"When Same-Sex Marriages End in Divorce" - NYTimes.com (7/2/11) points out several real problems that are sure to come up in many cases as people in gay marriages, civil unions and domestic partnerships move to states that do not recognize any of those institutions. Because of residency requirements for divorce, people may end up with no state that can divorce them. Heterosexual spouses already end up in this situation temporarily, when neither has lived in a state long enough to have residency, which can take up to a year.
And when you can't file for divorce, you can't get alimony, property division, or injunctions against transferring property or spending. As
Andrew M. Koppelman of Northwestern University School of Law, author of
“Same Sex, Different States: When Same-Sex Marriages Cross State Lines,” puts it: “Somebody who lives in Massachusetts can empty the safe-deposit box, empty the bank account and go to Houston and say, 'Ha, ha, ha, you can’t come after me here'."
Also, people who have built up property together for years before being able to marry could find, when they divorce, that state laws do not protect people's pre-marital economic investments in each other the way they do with married economic live.
The Times article has lots of well-grounded speculation about how this chaos could ultimatele advance the cause of gay marriage, but no solutions for the real people involved.
The obvious, though incomplete, solution, especially for the pre-marriage investment problem, is more prenups and postnups. These can say exactly what happens to everything in a divorce or when one spouse dies; or they can be limited to particular property or other topics.
And they include choice-of-law clauses -- the only way to have another state follow any of the laws of the state where you married.
States that reject same-sex marriage will still often refuse to honor same-sex prenups and postnups, but probably not as much, and not as uniformly. There are already states whose courts have allowed same-sex divorces even though same-sex marriages cannot be formed there.

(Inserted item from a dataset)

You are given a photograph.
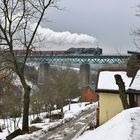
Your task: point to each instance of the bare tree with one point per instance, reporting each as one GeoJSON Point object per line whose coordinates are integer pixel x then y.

There are also the legal safeguards that couples have been using for many years now "without benefit of clergy" -- contracts and forms of property-holding that do not mention marriage or even domestic partnership; or just trying to make sure that each person has roughly equal, or at least liveable, amounts of assets or income in his or her own name.
A couple other things the article did not point out, which likewise are far from complete solutions to the problem but are good to know --
-- Annulments are available in states that do not recognize gay marriages - simply on the grounds that the marriage is same-sex and therefore absolutely void. However, states cannot make property or alimony orders in marriages that are void -- unlike in marriage that are merely "voidable" on the grounds that one party was defrauded. In Virginia, for example, see Kleinfield v. Veruki, 7 Va. App. 183, 190, 372 S.E.2d 407 (1988), and Shoustari v. Zamani, 39 Va. App. 517, 574 S.E.2d 314 (2002).
-- Child custody, child support, and domestic violence protection are available everywhere regardless of marital status; although there can be controversies about whether a gay non-birth parent has legal standing as a parent. One well known case on this was Virginia's
Miller-Jenkins, a series of cases which were all decided in favor of gay rights,
but not on any kind of gay-rights grounds: they strictly followed the laws on
interstate jurisdiction over child custody, which meant that Virginia could not undo a Vermont custody order or interfere with Vermont's exclusive jurisdiction over the case.